Higher economic growth results from increased entrepreneurial activity, regardless of the amount of expenditure on research and development (R&D), argues Moren Lévesque in a recent research article published in the Journal of Business Venturing.
Right: Moren Lévesque
Lévesque, a professor of entrepreneurial studies at York’s Schulich School of Business, describes entrepreneurs as being either research-based or imitative. Research-based entrepreneurs transform invention into marketable products and incur expenditure on R&D. Imitative entrepreneurs, on the other hand, increase product availability and competition by replicating technologies developed elsewhere and, as a result, do not incur R&D expenditure.
Her research demonstrates that in many emerging economies, the presence of a high number of imitative entrepreneurs is sufficient to generate economic growth, in spite of low R&D expenditure. “This research is important right now because the current belief is that only innovation matters, resulting in policy interventions that focus on high-tech since this type of entrepreneurship often yields higher and faster returns. In fact, countries in various stages of development can exploit a variety of entrepreneurial comparative advantages,” says Lévesque.
Understanding the role of entrepreneurship for economic growth is important, according to Lévesque and research co-author Maria Minniti, a professor of entrepreneurship at Southern Methodist University in Dallas, because “governments worldwide are sinking large amounts of tax dollars into R&D funding that may have little, if any, effect on the country’s economic growth.”
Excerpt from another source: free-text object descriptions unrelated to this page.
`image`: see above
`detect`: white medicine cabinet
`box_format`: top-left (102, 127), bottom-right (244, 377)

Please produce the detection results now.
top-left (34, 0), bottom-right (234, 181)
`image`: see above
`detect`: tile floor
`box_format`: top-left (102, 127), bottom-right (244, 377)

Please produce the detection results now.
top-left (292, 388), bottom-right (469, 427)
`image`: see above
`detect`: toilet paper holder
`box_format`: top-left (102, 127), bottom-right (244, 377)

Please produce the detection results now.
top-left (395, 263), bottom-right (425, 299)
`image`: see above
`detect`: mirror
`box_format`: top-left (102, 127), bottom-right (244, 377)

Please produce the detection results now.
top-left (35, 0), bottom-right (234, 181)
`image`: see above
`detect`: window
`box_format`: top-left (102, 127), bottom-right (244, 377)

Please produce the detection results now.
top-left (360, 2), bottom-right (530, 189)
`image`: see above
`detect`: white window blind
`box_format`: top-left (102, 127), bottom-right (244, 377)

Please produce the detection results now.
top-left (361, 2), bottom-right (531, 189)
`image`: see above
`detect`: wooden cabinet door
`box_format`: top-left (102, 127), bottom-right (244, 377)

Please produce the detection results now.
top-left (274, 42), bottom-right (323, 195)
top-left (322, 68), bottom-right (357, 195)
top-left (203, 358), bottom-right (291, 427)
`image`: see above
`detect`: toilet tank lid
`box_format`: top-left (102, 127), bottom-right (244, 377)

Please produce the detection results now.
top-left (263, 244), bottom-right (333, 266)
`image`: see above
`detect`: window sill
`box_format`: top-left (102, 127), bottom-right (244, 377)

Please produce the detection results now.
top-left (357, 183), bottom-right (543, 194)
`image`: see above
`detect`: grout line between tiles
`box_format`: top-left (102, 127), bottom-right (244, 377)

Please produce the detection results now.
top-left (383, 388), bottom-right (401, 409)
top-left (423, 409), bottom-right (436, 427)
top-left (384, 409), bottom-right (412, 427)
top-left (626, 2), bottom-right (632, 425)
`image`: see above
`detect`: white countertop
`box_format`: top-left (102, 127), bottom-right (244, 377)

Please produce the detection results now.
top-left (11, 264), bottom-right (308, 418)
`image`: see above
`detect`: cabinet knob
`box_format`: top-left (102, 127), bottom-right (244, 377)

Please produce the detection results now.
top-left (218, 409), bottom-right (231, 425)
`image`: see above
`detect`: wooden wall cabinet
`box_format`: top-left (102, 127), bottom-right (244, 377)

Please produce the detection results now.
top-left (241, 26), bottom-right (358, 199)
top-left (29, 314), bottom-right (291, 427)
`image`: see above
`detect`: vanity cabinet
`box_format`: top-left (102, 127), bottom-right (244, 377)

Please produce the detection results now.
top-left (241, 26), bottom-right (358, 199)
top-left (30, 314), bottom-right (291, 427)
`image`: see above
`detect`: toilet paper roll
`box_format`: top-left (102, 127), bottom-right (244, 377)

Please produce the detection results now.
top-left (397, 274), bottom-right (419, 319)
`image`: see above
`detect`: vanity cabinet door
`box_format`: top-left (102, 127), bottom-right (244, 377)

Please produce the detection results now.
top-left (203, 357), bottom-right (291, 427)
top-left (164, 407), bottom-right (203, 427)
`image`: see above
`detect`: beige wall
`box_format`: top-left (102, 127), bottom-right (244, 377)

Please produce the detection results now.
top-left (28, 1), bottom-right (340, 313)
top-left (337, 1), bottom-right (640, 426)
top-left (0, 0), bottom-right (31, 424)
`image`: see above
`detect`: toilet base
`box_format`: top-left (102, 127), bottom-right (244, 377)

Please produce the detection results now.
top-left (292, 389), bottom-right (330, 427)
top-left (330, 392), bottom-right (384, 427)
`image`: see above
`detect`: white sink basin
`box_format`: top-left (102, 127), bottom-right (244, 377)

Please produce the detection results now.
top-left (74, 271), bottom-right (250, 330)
“Most literature analyzing the mechanisms and causes of economic growth focuses on the role played by expenditure in R&D and the resulting innovation and technological change,” explains Lévesque. “Historically, most countries with sustained research investments have grown faster than others. In recent years, however, countries with significant R&D expenditure, such as Sweden and Japan, have experienced little or no economic growth. At the same time, countries such as China have shown that significant rates of growth are possible with virtually no R&D expenditure.”